Negovan’s strategy was straightforward: he sought to produce the most logical, plausible, intelligent narrative possible without using any of the footage used in the 1979 version of Caligula. He used the latest available version of Gore Vidal’s screenplay as a blueprint, knowing that some of the dialogue was rewritten by McDowell and Brass or else improvised on set. This seems like a common-sense approach, although Brass is understandably upset that, for a second time, he has not been allowed to edit the 1976 footage he shot in accordance with his original vision.

To anybody who has sat through one of the earlier versions of Caligula, Negovan’s Ultimate Cut will feel like a completely new film. It runs for almost three hours—half an hour or so longer than any previously available version. There is a fresh musical score, a new introduction (consisting of three and a half minutes of text), and an animated credit sequence that reconstructs Caligula’s elaborate nightmare—the pastoral incest fantasy has been moved from the beginning to the middle of the action, where it serves as a fever dream during Caligula’s illness. Some scenes have been reshuffled for the sake of narrative coherence; others are noticeably shorter or longer. Overall, the film is slower, less sexually explicit, less violent, and less confusing.

Many viewers will be relieved that The Ultimate Cut features less castration than previous versions of the film do and all of the hardcore pornography has been removed. Instead, Negovan has focussed on showcasing Danilo Donati’s sets, and bringing out the best in the main performances. Helen Mirren’s is a particular revelation. Her character, Caesonia, is a ghostly presence in the 1979 Caligula, but in The Ultimate Cut she dominates the final hour or so of the action, stealing every scene in which she appears. Her chemistry with McDowell is a pleasure to watch, even during the most graphic scenes.
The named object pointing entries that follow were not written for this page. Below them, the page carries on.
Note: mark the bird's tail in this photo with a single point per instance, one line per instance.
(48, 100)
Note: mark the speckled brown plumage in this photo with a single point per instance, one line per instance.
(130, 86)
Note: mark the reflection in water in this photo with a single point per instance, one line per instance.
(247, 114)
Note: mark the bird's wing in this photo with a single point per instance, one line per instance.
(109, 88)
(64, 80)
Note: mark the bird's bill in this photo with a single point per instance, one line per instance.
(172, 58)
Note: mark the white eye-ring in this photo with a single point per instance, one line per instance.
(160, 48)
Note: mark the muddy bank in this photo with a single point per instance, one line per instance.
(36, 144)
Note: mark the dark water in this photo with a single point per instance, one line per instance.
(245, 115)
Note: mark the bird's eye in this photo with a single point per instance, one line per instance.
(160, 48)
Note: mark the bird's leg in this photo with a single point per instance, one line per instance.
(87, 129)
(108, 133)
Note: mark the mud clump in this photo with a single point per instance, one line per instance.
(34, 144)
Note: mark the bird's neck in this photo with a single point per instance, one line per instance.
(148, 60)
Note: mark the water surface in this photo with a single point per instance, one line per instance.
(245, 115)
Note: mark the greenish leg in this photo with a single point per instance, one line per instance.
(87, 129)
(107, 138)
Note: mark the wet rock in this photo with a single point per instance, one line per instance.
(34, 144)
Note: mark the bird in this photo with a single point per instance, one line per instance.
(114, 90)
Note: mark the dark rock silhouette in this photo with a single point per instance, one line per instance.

All in all, Negovan has done a thoroughly creditable job of transforming an awful movie into a mediocre one. Some of his decisions are puzzling, to be sure. The new animation sequence under the opening credits looks a bit cheap, while the musical score seems better suited to a video game than a big-budget feature film. And Negovan’s editing can be amateurish even when compared with the film’s original cut. Perhaps this is its most glaring weakness. Tinto Brass was hardly a master of classical cinematic technique, but he had a better technical understanding of how to tell a story.

Nevertheless, the reconstruction project is fascinating from a technical point of view, and one can learn a great deal about writing, performing, editing, and producing for the screen simply by comparing The Ultimate Cut with one of the previous versions of Caligula. The new multi-disc Blu-ray release has helpfully provided us with a valuable record of one of the most captivating disasters in cinema history and a unique insight into the filmmaking craft.

An impressive amount of effort has gone into The Ultimate Cut, even though there is no obvious market for this material. There seems to be no way to transform the raw footage into something that might entertain a normal person. Those who think of themselves as experts and connoisseurs of cinema will also be, for the most part, dissatisfied with the fruits of Negovan’s labours, because as art, Caligula simply does not work. Even people who enjoy trashy or incompetently made films for their camp value will find their patience exhausted. Those who just want to watch smut will be the most disappointed of all since the content they seek has been excised.

And yet, 45 years after its first screening, Caligula retains a perverse allure, which is perhaps best explained by an anecdote in Plato’s Republic about someone named Leontius. Walking near Athens one day, Leontius passes the spot where public executions take place. Part of him wants to look at the corpses littering the site, and part of him is repulsed by the scene. At last he surrenders to his morbid curiosity and runs towards the bodies. “There you go, you bastards!” he yells at his own eyes: “I hope you get a good look!”